ROMAN ADO — En Young Adult, les chemins de la fiction sont globalement balisés : il est difficile de sortir des sentiers battus et, quand des créatures fantastiques tiennent le haut de l’affiche, ce sont bien souvent toujours les mêmes. Mais Michael Buckley a décidé de jouer la carte de l’originalité, avec un roman très maîtrisé, qui surfe sur la vague du YA mais s’affranchit des codes du genre : La Déferlante.
Lyric vit depuis toujours à Brooklyn, dans le très célèbre quartier de Coney Island. Si, si, je vous assure, vous connaissez : la plage, les montagnes russes, Nathan’s… On vous en a parlé ici même, sur Café Powell. Mais le Coney Island de Lyric n’a rien à voir avec celui que l’on peut visiter actuellement à New York. Sur la plage, face à l’Atlantique, des milliers de réfugiés campent, en attendant de voir ce que l’Humanité va faire d’eux. Ces réfugiés, on les appelle des « Alphas ». Ils ont surgi de la mer, mi-hommes, mi-créatures aquatiques. Les habitants du quartier ont réagi avec violence à ce qu’ils considèrent être une invasion. L’atmosphère est tendue au possible. La tension monte d’ailleurs d’un cran quand les autorités décident d’intégrer des Alphas au lycée de Lyric.

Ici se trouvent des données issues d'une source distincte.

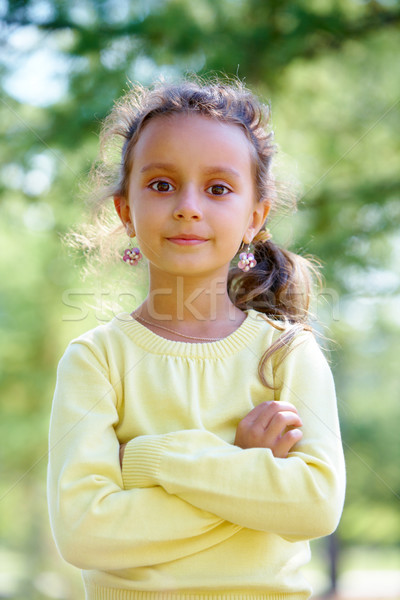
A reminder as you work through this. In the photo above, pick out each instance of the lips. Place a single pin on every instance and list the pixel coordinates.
(187, 239)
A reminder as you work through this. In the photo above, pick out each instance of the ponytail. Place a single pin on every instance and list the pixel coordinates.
(279, 286)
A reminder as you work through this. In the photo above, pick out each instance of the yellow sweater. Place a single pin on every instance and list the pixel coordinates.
(191, 516)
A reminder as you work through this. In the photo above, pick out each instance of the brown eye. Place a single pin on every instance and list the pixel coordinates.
(218, 190)
(161, 186)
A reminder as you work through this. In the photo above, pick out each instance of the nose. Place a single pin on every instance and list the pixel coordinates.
(188, 205)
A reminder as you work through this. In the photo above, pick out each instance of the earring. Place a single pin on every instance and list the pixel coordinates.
(131, 255)
(247, 260)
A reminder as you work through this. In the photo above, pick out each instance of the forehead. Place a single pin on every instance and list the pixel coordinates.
(193, 137)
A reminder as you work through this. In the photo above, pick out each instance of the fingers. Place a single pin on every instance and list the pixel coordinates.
(271, 425)
(282, 446)
(263, 413)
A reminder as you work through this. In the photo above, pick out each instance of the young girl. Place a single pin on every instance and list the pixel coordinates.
(194, 443)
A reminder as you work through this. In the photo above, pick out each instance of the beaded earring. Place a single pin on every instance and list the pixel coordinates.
(131, 255)
(247, 260)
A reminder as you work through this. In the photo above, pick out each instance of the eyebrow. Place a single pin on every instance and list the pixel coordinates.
(208, 170)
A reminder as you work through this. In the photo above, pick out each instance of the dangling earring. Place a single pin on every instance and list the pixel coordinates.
(131, 255)
(247, 260)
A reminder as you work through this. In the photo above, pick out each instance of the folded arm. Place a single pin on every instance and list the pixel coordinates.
(95, 521)
(298, 497)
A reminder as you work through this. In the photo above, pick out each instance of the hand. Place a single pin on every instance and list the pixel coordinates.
(121, 453)
(270, 425)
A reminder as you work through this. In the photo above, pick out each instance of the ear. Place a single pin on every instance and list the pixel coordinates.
(122, 207)
(256, 221)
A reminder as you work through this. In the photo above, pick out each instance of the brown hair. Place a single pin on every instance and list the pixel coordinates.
(280, 285)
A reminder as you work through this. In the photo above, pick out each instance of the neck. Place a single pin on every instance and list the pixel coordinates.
(190, 304)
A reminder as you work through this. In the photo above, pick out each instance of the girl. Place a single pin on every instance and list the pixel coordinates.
(194, 443)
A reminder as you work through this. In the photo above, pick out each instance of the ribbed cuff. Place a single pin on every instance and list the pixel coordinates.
(141, 462)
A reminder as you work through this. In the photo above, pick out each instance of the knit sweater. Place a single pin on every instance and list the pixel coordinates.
(190, 515)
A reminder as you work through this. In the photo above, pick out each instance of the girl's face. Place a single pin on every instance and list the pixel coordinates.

Vous vous souvenez comment le Vieux Sud avait réagi quand, dans les années 60, le gouvernement américain a décidé de mettre fin à la ségrégation dans les écoles ? Des insultes, de la violence, du racisme ambiant ? De cette petite fille, Ruby Bridges, immortalisée par Norman Rockwell quand, escortée par des policiers, elle s’est rendue pour la première fois dans une école mixte ? Le début de La Déferlante rappelle cette ambiance détestable : alors que les gens manifestent contre l’intégration des Alphas, certains appellent à la violence, montent des groupes armés et haranguent les foules. Le racisme est omniprésent. Lyric, fille de policier, observe tout cela avec écoeurement. Elle cherche à faire profil bas, car elle cache un secret… Mais le nouveau proviseur ne va pas la laisser se fondre dans le décor : il lui confie une mission diplomatique, sympathiser avec le prince des Alphas. Plus facile à dire qu’à faire !
Pourquoi dit-on de La Déferlante que c’est original ? Ici, pas de vampire ou de loup-garou : Michael Buckley a choisi d’utiliser des tritons, des sirènes, des selkies, et toutes sortes de créatures aquatiques au code de l’honneur bien particulier. Ce code de l’honneur violent, qui prône le combat et qui fait couler le sang en cas d’affront empêche le héros, Fathom, d’être trop plat, trop parfait. Certes, il est parfois charmant, mais c’est aussi un garçon dangereux, qui n’hésite pas à blesser, voire à mutiler pour se défendre. En proie à des crises de colère homériques, mais aussi franchement puériles, vaguement hautain, il a du relief ! C’est déjà un changement agréable en soi. Michael Buckley donne également à notre héroïne un noyau familial soudé, quand les héros de Young Adult sont souvent esseulés. On appréciera la droiture du papa de Lyric, la bienveillance de sa mère. On saluera aussi la présence de deux copains franchement sympathiques, Bex et Shadow.
Michael Buckley excelle à la construction d’une atmosphère, il parvient à rendre admirablement l’ambiance du quartier de Lyric, la violence latente, la méfiance, la peur, la haine. Il a su également mettre en scène des personnages efficaces, avec quelques très bons seconds rôles (comme ce fameux proviseur que nous évoquions plus haut).Tout ceci, couplé à l’originalité de la mythologie mise en place, et à un appel pour plus de tolérance, contribue à la naissance d’une nouvelle série YA vraiment réussie, que nous avons dévoré en quelques heures de lecture. On est pris par l’intrigue dès les premières lignes, grâce à la narration efficace de Lyric. Si la fin est peut-être un peu brusque et précipitée, nous avons hâte de savoir ce qu’il arrive à Lyric et Fathom dans la suite de leurs aventures.